MapReduce Made Easy - The Future of Database Analytics

Posted: June 11, 2009 at 3:01 pm | by Jim Pflaging

I’ve been noticing a lot of discussion online about MapReduce and Hadoop recently. While MapReduce may seem new, implementations have been around for years. Let’s take a closer look.

MapReduce is a software framework introduced by Google to support distributed computing for large data sets on clusters of computers. The objective of MapReduce is to get extremely fast answers from massive amounts of data. In the “Map” step, the master node takes the input, chops it up into smaller sub-problems, and distributes those to worker nodes. A worker node may do this again in turn, leading to a multi-level tree structure. The worker nodes process the smaller problem, and pass the answers back to its master node. In the “Reduce” step the master node then takes the answers to all the sub-problems and combines them to get the answer to the problem. One example of MapReduce is the Apache project Hadoop, a widely used open-source implementation of MapReduce.

So are these really new concepts? Not really. Some database systems with MPP architecture have been doing this for quite a while. While MapReduce is powerful, one of its drawbacks has been that each step of the MapReduce operation (filtering, grouping, and aggregation) is a separate, high-level programming abstraction that needs to be maintained by a developer and thereby increases data management total cost of ownership.

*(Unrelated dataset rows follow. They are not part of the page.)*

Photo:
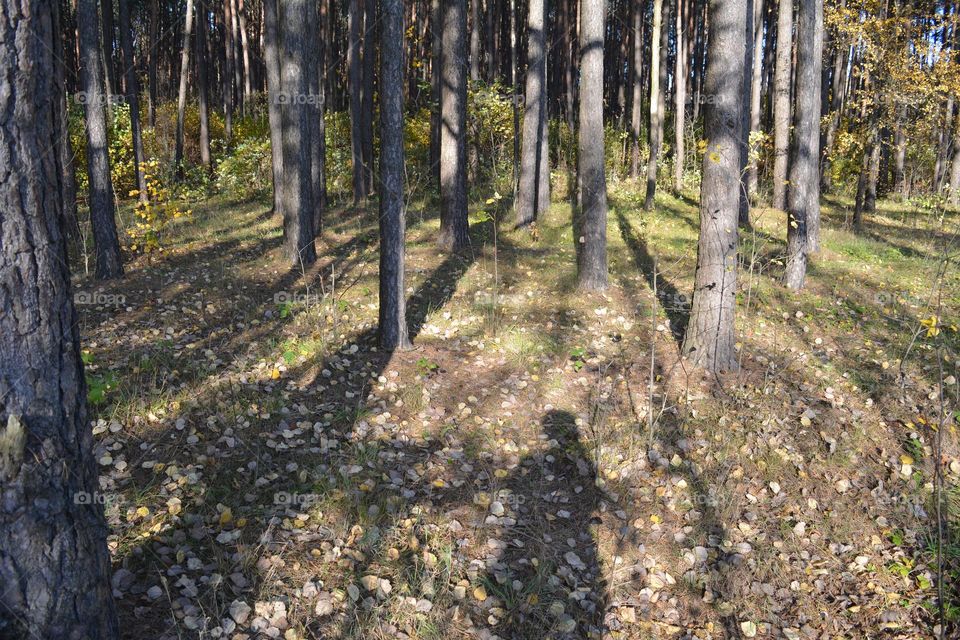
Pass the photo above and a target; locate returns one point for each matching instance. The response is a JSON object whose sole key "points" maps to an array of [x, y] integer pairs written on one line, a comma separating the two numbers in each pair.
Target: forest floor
{"points": [[267, 472]]}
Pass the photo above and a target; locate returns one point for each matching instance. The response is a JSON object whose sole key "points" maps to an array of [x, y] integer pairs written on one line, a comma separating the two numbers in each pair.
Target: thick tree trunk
{"points": [[657, 61], [294, 116], [355, 83], [54, 563], [710, 337], [680, 100], [591, 235], [102, 214], [182, 93], [271, 57], [781, 106], [152, 63], [203, 89], [453, 130], [533, 195], [393, 320], [369, 67], [803, 196]]}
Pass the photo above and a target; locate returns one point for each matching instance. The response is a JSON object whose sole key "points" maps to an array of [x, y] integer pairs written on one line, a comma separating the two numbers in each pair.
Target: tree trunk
{"points": [[355, 82], [369, 68], [68, 183], [636, 113], [393, 313], [679, 103], [453, 132], [656, 117], [297, 186], [182, 93], [781, 107], [102, 214], [202, 88], [245, 47], [474, 40], [710, 337], [271, 56], [54, 563], [152, 63], [803, 196], [133, 98], [107, 38], [755, 86], [533, 195], [955, 166], [592, 233]]}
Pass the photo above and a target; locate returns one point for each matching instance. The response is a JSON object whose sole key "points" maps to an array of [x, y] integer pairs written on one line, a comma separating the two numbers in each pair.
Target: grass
{"points": [[523, 389]]}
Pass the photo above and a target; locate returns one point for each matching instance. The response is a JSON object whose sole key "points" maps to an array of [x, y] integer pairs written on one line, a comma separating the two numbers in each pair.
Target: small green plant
{"points": [[426, 367], [578, 358]]}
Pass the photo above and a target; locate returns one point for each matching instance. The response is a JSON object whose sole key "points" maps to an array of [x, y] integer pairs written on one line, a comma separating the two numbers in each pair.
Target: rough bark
{"points": [[133, 98], [592, 231], [54, 563], [102, 214], [453, 128], [781, 106], [393, 320], [271, 57], [803, 196], [533, 194], [355, 83], [657, 59], [710, 337], [294, 116], [202, 89], [680, 99], [182, 93]]}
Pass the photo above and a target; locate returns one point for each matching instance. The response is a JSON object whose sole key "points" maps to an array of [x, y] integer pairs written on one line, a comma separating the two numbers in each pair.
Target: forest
{"points": [[489, 319]]}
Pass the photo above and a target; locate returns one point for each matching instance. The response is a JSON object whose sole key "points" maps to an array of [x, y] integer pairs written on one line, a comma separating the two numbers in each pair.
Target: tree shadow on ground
{"points": [[675, 304]]}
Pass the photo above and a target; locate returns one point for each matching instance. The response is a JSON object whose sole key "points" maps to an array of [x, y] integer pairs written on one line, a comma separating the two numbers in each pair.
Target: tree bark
{"points": [[393, 320], [803, 195], [133, 98], [592, 232], [203, 89], [453, 130], [294, 116], [533, 195], [355, 82], [657, 58], [781, 107], [271, 56], [54, 563], [710, 337], [102, 214], [182, 93], [680, 99]]}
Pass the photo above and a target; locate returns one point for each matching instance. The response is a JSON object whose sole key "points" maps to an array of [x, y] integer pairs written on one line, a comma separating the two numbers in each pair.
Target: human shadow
{"points": [[546, 581]]}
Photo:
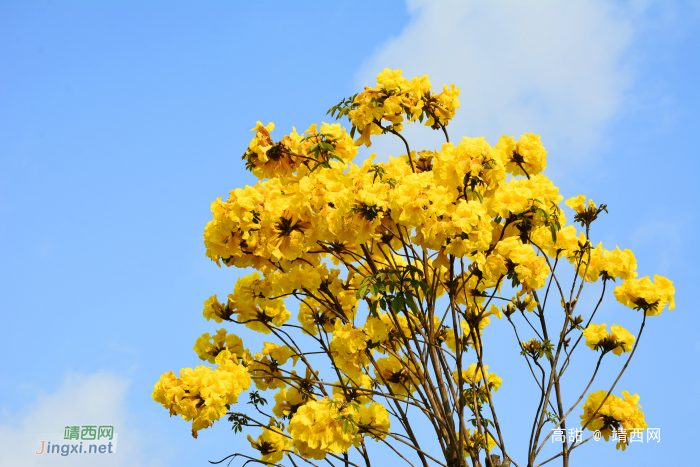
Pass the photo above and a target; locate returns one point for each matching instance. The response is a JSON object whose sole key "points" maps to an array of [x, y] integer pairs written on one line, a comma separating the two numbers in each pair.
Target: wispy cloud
{"points": [[82, 400], [550, 67]]}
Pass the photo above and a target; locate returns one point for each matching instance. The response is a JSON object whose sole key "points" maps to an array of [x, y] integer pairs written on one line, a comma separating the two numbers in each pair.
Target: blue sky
{"points": [[120, 122]]}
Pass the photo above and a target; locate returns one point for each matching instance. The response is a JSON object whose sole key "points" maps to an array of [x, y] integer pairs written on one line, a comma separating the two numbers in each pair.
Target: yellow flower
{"points": [[614, 415], [652, 297]]}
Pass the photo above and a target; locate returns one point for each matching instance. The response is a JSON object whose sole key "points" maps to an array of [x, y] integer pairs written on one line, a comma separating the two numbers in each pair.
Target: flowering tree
{"points": [[397, 268]]}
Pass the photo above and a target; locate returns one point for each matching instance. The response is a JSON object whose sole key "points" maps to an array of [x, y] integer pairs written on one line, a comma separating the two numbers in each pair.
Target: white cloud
{"points": [[82, 400], [550, 67]]}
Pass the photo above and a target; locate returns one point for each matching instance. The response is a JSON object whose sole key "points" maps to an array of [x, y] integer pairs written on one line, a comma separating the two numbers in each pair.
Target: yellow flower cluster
{"points": [[208, 347], [326, 425], [202, 395], [394, 236], [652, 297], [615, 415], [267, 159], [618, 340], [394, 98]]}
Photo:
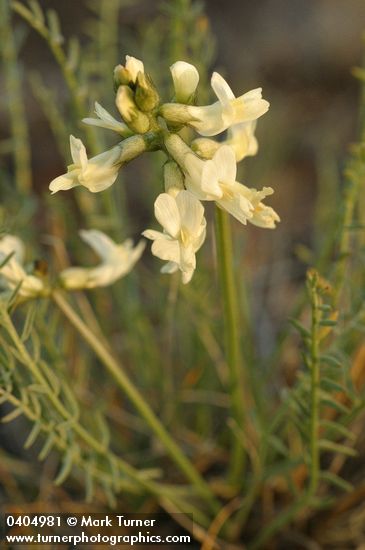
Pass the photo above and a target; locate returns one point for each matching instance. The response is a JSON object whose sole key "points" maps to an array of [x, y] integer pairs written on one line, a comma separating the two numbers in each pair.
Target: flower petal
{"points": [[221, 88], [225, 161], [103, 245], [191, 212], [78, 152], [66, 181], [186, 78], [167, 214], [166, 249], [210, 182], [134, 66]]}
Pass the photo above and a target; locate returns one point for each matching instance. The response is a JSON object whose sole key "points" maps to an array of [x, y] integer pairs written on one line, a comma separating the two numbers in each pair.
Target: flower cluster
{"points": [[201, 169], [116, 261]]}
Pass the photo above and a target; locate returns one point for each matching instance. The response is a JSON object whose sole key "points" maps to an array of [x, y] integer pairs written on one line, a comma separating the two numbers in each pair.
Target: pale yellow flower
{"points": [[12, 272], [184, 229], [116, 261]]}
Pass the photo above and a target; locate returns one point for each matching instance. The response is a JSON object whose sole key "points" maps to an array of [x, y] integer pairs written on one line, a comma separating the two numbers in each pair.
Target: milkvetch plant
{"points": [[147, 392], [190, 179], [206, 177]]}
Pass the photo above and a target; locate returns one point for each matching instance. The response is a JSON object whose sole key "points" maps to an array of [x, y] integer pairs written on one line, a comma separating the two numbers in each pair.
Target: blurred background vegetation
{"points": [[302, 53]]}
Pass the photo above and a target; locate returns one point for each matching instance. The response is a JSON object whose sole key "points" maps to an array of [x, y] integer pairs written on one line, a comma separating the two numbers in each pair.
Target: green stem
{"points": [[138, 401], [315, 380], [232, 334], [13, 84]]}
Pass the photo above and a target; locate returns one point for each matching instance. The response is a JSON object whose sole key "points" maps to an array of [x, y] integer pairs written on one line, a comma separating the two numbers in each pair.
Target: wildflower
{"points": [[184, 229], [136, 119], [241, 137], [96, 174], [186, 78], [127, 74], [262, 215], [116, 261], [106, 120], [12, 272], [215, 179], [211, 120], [173, 178]]}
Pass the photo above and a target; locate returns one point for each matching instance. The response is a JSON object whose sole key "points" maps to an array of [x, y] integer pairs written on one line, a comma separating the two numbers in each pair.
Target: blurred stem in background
{"points": [[237, 379], [138, 401], [13, 84]]}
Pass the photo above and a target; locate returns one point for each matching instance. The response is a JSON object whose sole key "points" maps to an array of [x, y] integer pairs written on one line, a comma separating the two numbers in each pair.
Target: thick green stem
{"points": [[138, 401], [232, 335]]}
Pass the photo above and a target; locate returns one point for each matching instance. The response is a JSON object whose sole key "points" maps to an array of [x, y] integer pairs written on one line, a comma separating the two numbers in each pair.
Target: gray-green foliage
{"points": [[174, 351]]}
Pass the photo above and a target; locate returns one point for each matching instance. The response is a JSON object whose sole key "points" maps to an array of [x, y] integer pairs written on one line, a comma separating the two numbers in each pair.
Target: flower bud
{"points": [[146, 95], [126, 75], [132, 116], [122, 77], [205, 147], [173, 178], [186, 78], [176, 113]]}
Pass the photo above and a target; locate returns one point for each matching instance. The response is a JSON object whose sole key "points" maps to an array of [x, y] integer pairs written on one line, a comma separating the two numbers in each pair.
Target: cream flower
{"points": [[116, 261], [106, 120], [211, 120], [186, 78], [241, 137], [213, 179], [96, 174], [184, 229], [262, 215], [228, 110], [12, 272], [133, 66]]}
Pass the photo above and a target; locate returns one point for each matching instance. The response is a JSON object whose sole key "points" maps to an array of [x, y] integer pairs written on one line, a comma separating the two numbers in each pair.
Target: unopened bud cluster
{"points": [[196, 170]]}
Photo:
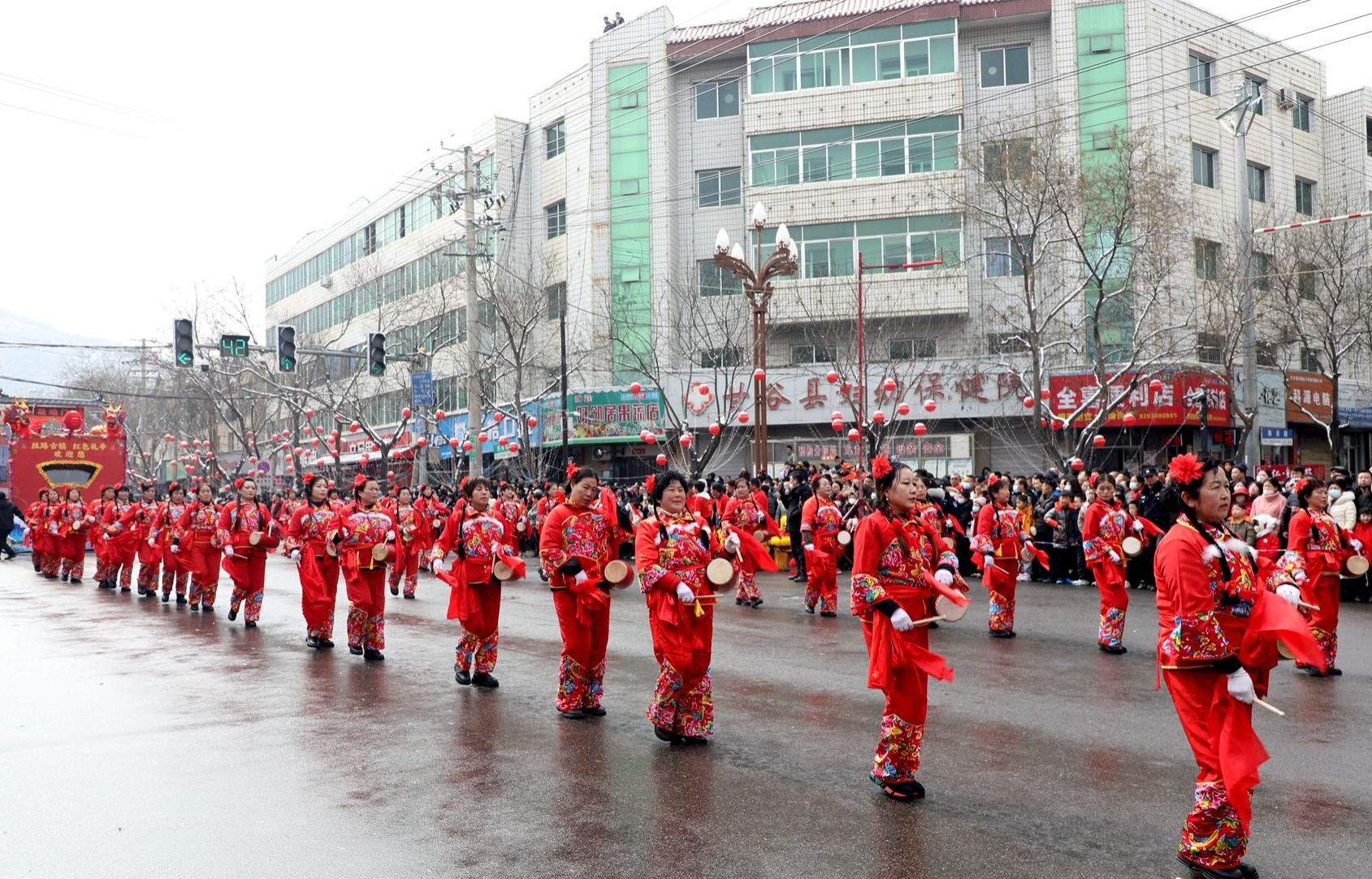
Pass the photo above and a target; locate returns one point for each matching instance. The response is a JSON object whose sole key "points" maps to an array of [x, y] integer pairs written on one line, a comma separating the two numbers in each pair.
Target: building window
{"points": [[1210, 347], [1208, 259], [715, 101], [1202, 167], [1005, 66], [913, 349], [719, 187], [556, 301], [1253, 87], [555, 137], [721, 358], [1006, 258], [1305, 197], [715, 281], [1257, 183], [1301, 113], [1202, 71], [812, 354], [556, 214]]}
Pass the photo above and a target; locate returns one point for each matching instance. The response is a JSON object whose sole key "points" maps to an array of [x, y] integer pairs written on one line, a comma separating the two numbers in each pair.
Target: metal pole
{"points": [[474, 347]]}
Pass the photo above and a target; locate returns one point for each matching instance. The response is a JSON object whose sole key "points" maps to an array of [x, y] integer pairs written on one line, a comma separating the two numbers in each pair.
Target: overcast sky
{"points": [[161, 147]]}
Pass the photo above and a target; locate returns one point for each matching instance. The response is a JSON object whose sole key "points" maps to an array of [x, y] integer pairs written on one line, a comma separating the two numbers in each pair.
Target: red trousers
{"points": [[582, 671]]}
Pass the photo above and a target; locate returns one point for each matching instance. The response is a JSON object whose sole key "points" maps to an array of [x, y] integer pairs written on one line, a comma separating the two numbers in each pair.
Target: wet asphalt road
{"points": [[141, 739]]}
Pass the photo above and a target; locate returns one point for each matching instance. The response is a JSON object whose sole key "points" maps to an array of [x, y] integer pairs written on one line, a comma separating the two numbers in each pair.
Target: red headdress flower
{"points": [[1186, 470]]}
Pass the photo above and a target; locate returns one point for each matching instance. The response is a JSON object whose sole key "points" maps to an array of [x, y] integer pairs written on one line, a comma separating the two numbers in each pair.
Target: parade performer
{"points": [[995, 546], [820, 526], [408, 530], [1316, 552], [358, 531], [70, 524], [121, 540], [176, 571], [1103, 530], [1217, 628], [578, 540], [308, 544], [145, 513], [742, 516], [899, 564], [247, 532], [671, 550], [475, 532]]}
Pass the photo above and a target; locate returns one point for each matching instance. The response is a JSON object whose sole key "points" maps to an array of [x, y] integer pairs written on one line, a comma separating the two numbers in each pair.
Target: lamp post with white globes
{"points": [[758, 288]]}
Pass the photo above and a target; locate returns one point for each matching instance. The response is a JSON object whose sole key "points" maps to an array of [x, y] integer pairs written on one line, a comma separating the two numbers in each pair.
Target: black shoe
{"points": [[1210, 873]]}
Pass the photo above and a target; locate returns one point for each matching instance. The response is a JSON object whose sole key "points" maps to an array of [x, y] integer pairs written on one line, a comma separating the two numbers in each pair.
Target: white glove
{"points": [[1240, 686], [1288, 594]]}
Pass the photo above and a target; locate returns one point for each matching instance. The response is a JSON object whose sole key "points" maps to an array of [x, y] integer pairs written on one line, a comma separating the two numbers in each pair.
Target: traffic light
{"points": [[184, 343], [286, 349], [376, 354]]}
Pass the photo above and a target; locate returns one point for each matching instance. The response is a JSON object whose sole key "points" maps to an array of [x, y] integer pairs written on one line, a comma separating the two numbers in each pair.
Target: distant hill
{"points": [[26, 365]]}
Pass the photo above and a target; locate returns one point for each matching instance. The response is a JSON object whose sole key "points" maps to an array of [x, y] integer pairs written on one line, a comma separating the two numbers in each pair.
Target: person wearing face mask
{"points": [[898, 565]]}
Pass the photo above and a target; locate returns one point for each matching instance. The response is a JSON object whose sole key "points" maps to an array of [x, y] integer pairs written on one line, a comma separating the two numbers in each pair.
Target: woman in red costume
{"points": [[475, 534], [578, 540], [899, 564], [308, 544], [671, 550], [70, 524], [358, 530], [408, 530], [1316, 550], [1214, 653], [820, 526], [247, 532], [1103, 530], [176, 572], [197, 542], [121, 540], [995, 544], [742, 513]]}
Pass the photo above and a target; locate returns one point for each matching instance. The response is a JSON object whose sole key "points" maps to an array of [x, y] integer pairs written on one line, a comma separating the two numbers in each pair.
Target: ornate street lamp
{"points": [[759, 290]]}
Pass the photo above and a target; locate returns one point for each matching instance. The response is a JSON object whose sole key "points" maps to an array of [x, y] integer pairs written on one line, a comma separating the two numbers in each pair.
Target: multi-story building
{"points": [[862, 125]]}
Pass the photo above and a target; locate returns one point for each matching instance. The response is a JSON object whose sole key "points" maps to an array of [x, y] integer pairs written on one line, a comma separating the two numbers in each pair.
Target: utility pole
{"points": [[474, 347], [1240, 119]]}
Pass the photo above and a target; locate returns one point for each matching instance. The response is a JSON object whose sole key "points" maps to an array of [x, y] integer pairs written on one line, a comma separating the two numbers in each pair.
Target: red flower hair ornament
{"points": [[1186, 470]]}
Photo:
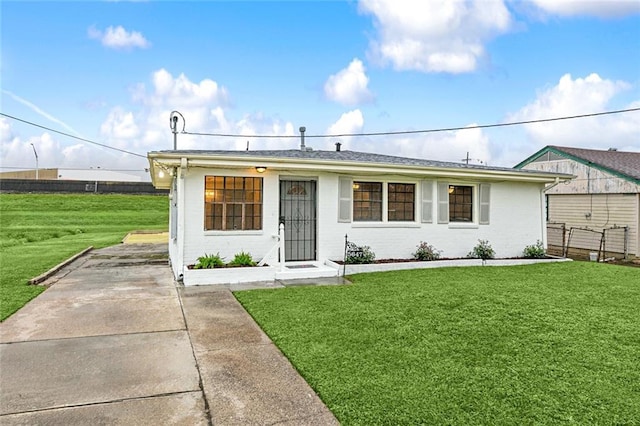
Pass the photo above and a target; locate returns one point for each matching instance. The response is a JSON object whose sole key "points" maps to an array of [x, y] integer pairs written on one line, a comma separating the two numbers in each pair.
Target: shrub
{"points": [[482, 250], [209, 261], [242, 259], [358, 254], [426, 252], [534, 251]]}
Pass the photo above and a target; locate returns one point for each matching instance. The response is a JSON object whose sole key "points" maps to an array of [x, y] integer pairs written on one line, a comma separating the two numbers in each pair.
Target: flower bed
{"points": [[228, 275], [400, 264]]}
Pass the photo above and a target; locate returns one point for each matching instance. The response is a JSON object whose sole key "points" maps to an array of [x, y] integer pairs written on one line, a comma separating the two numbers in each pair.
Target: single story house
{"points": [[604, 197], [230, 201]]}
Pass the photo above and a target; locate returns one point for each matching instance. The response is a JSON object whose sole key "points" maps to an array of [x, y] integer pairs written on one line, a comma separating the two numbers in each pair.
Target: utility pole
{"points": [[466, 160], [174, 129], [36, 154]]}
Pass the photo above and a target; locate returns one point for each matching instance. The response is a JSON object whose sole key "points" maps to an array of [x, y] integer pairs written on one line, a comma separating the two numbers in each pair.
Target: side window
{"points": [[460, 203], [401, 202], [367, 201]]}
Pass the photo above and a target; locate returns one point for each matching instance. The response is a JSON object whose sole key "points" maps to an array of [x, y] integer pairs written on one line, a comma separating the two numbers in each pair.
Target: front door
{"points": [[298, 213]]}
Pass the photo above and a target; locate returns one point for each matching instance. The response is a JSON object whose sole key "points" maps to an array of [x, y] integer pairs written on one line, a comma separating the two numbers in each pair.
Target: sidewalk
{"points": [[114, 341]]}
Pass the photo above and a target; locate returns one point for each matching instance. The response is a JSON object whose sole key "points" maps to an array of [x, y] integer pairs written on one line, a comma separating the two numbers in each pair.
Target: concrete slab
{"points": [[57, 318], [246, 379], [114, 341], [257, 386], [216, 320], [70, 372], [180, 409]]}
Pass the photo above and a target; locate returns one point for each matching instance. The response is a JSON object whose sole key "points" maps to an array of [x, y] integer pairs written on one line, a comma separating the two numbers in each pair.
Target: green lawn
{"points": [[538, 344], [38, 231]]}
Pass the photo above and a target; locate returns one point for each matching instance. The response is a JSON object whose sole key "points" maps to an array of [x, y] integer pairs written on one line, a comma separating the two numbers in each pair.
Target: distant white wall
{"points": [[516, 220], [98, 174]]}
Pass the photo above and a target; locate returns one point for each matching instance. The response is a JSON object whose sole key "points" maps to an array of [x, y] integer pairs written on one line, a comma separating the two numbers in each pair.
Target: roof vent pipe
{"points": [[302, 146]]}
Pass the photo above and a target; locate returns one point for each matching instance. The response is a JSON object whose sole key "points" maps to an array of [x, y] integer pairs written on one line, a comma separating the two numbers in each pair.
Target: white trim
{"points": [[385, 202], [393, 224], [234, 232], [463, 225]]}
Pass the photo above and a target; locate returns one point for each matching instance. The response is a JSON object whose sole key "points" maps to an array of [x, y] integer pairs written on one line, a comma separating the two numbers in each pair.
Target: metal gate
{"points": [[298, 213]]}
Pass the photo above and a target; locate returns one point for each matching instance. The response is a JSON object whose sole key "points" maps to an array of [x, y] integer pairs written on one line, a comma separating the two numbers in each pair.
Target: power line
{"points": [[72, 136], [408, 132], [76, 169]]}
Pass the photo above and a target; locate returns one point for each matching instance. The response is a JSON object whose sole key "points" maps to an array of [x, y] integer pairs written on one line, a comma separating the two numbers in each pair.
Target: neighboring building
{"points": [[604, 196], [96, 174], [230, 201]]}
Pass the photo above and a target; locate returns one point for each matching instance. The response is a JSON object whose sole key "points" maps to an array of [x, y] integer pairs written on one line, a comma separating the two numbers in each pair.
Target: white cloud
{"points": [[349, 85], [349, 122], [118, 38], [591, 94], [204, 107], [437, 35], [445, 146], [599, 8], [120, 125], [40, 111]]}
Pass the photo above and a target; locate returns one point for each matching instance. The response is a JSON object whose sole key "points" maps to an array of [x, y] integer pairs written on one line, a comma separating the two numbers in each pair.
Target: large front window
{"points": [[460, 203], [232, 203], [370, 197]]}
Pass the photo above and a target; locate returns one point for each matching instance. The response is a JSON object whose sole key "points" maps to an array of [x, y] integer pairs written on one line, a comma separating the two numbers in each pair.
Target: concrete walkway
{"points": [[114, 341]]}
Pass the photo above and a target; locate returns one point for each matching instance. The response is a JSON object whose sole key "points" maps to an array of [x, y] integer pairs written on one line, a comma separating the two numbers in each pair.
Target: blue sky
{"points": [[112, 72]]}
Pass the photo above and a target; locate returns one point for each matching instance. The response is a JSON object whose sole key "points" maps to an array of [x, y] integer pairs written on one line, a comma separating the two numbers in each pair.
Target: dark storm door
{"points": [[298, 213]]}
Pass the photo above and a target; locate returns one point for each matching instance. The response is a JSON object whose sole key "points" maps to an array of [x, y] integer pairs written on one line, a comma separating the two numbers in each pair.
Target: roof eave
{"points": [[166, 161], [579, 160]]}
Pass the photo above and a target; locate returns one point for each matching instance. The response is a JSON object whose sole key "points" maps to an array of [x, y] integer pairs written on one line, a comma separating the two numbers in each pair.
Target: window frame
{"points": [[472, 203], [384, 202], [358, 187], [401, 202], [238, 197]]}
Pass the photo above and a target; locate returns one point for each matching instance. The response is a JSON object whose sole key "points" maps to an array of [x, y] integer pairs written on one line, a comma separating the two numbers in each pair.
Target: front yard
{"points": [[535, 344]]}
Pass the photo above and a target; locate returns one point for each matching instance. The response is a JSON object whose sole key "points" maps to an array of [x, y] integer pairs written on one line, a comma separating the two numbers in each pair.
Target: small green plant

SenSage has been providing MapReduce capabilities with “in database” analytics commercially available since 2004. You might be saying, “yeah right”. Well, it’s true. We have over 400 deployed customers and patents to back it up.

We’ve simplified the promise of MapReduce. Namely, we’ve eliminated the hassle of intermediate programmatic effort to produce lightning-fast, in-memory analytics. SenSage combined a few pieces of our intellectual property with our MPP share nothing architecture to solve the problem:

  • First, the SenSage columnar database supports parallel transformation and partitioning of data. In SenSage, SQL Map is like the group-by clause of an aggregate query. Reduce is analogous to the aggregate function (e.g., average or sum) that is computed over all the rows with the same group-by attribute.
  • Second, since day one, SenSage has allowed users to write their own functions in SenSage SQL, which are automatically enabled for parallel execution using our MPP architecture. With Google, Hadoop, and many others, users have to write and maintain their own programs to accomplish the same thing.  With SenSage, users write standard SQL and SenSage does the rest.
  • Third is “IntelliSchema” – this is where it gets really cool. This is a SenSage innovation that is an abstraction layer between the original data and the analysis tools, and enables our MapReduce engine to execute queries successfully even if the underlying data schema changes. Intellischema gives our customers the ability to handle a wide variety of data sources and write standardized libraries of analytics while still maintaining the fidelity of the original event data.  This allows any data source to automatically appear in relevant queries and reports.

It’s good to see technologies like MapReduce getting attention in the marketplace. As customers better understand the benefits, they can make more informed buying decisions.